8. Get Your Boxer Used To Life As A Dog
Experiences you’ll want to acquaint your Boxer with while he’s a pup include:
- Bathtime (But don’t overdo it or you’ll create skin issues)
- Wearing a collar/harness and leash
- Staying home alone
- Car rides
- Spending time in his crate if you’re crate training
- Swimming or paddling in water
Socialization And Puppy Vaccinations
Owners are typically told not to take their puppies outside the house or yard until they’ve completed their puppy vaccinations.
The trouble with this advice is that it prevents socialization during the prime developmental window, when puppies are least fearful and most readily able to assimilate new experiences.

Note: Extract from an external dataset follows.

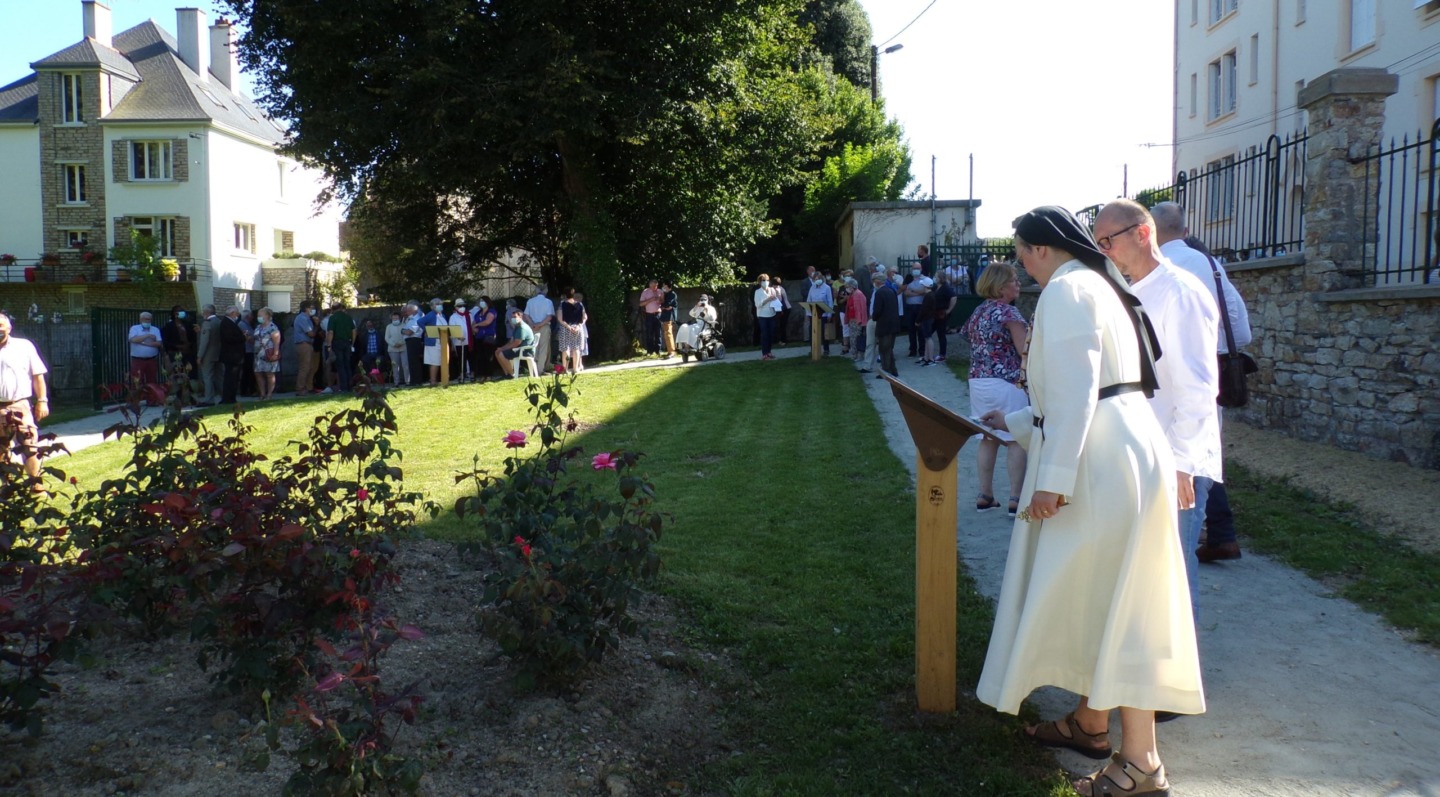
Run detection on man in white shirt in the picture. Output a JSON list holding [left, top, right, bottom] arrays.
[[526, 282, 554, 368], [1151, 202, 1251, 353], [0, 313, 50, 481], [125, 313, 161, 385], [1094, 199, 1221, 617], [1151, 202, 1251, 564]]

Many holistic vets actually view early exposure to other dogs, and to the environment, as a way to build immunity naturally.
To properly socialize your Boxer puppy, you will want to get him used to a variety of people, animals, places and experiences while he is young and adaptable.
Socialization extends from learning how to stay calm near other dogs and how to have a bath through to how to chill out during a thunderstorm and how to happily stay home alone.
While training never ends, and your Boxer will continue to encounter unfamiliar situations, the habits and associations you establish in the early days will set your Boxer up for life.